2) I'm still not understanding the reason for this floating irremovable "host panel" window. I understand how to use it if you want to dock everything, but if not it seems just to waste space. Even when docking, it seems like I dock windows to each other without the host panel. But my grumpy complaint is the wasted space and extra text.
I really am trying to work with this new design, but it seems sort of clunky. Why am I forced to always have windows for my windows? What is the benefit of all this text on my screen that has nothing to do with the content of what I'm working on?
As a side note to this: In v2018 I could see my desktop or other apps behind Media Composer on either monitor. Now it seems Avid is determined to make it so at least one monitor is completely used up by Avid. I do not understand the philosophy behind this. Not to keep repeating myself but, why? What is the purpose of the windows in a window philosophy? What is the advantage?
So then I selected "restore to default". Oh no! Now it switched sides again! And now my Edit workspace also switched sides. And now it crashed while saving to the attic. Ugh, this really is a disaster of an inteface. I'm sorry, I'm very frustrated. Spending hours and hours this weekend trying to figure out why windows are getting stuck in Avid and now evertything is far far worse for having tried to resolve it.

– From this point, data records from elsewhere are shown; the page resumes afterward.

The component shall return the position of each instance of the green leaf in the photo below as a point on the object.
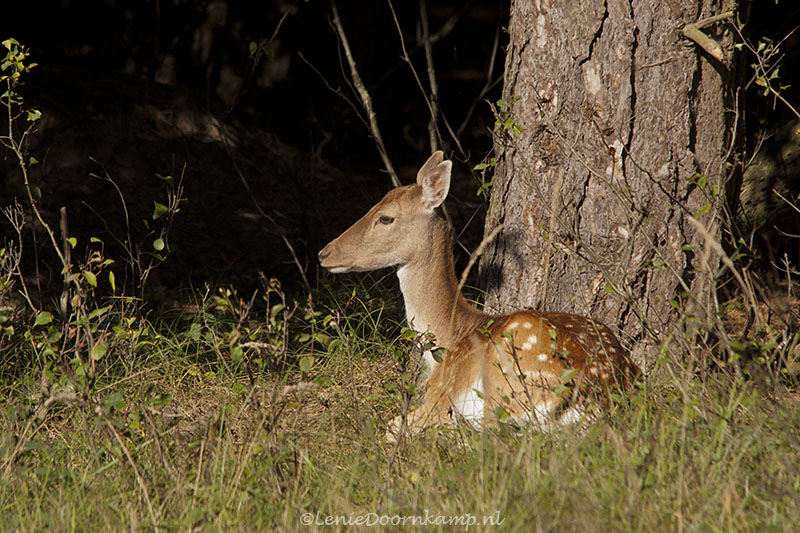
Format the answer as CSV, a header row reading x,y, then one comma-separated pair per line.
x,y
91,279
236,353
567,374
160,210
195,331
100,312
98,351
43,318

I think I will return to hiding the "host panel" under my composer. I believe that is what is causing windows to get stuck, but at least I wasn't losing workpaces. Something about this "host panel" idea from Windows-PC systems is not playing well with MacOS. It just isn't consistent.

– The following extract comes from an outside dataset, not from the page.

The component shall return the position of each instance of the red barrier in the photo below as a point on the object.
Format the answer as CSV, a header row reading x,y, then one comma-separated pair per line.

I just came across your post when I was researching how to fix my own similar issues. On my system on Windows 10, I'm having the same trouble in Color Correction mode. I can't make the windows docked, and when I click on the timeline, it kicks me back into the Edit workspace. I can't use the color corection controls.
So a whole new interface to learn on MC 11.0. And I can't figure the first thing. I've inherited a project. The composer source/record windows and the time fill my entire monitor and I can not for the life of me figure out how to get them the way I like to work: smaller windows for all, so I can see around the edges of everything, and then make bigger when I need to. I am unable to drag as I'm used to.I can't see the edges at all.
The new windows are really not very good. They are super cluttered (sidebar panel is un-removable) and have a tiny border to click on to move tehm with. They also have all sorts of problems where they get stuck behind each other, and I suspect this is related to how "custom built" they are instead of more standard OS windows.
Please reconsider the presence of the sidebar panel on every bin window (I mean the purple bar that is there even when you "hide sidebar"). Please reconsider your decision to have 3 close boxes on every window. Just pause and think about the weirdness of that. If I open 2 floating bin windows, I get 4 names and six close buttons! SIX!
Things are better with dual (larger) monitors, but I still feel I'm doing a lot of unpinning/de-tabbing of various windows - all of which seems totally pointless when I can simply go back to the classic interface.
Generally it all looks a bit more cluttered and less refined, the space taken up around the edges of all windows is now so much larger, don't get me started on the bin containers, they are just plain ridiculous, it now takes more clicks to access the things I need. I still don't get how they work and have managed to get a project window with a settings window to behave like the old one but if I want to create a new workspace I have to go through the whole process of option clicking and opening and moving bins to keep the project and settings window where I need it, for God's sake that is just stupid.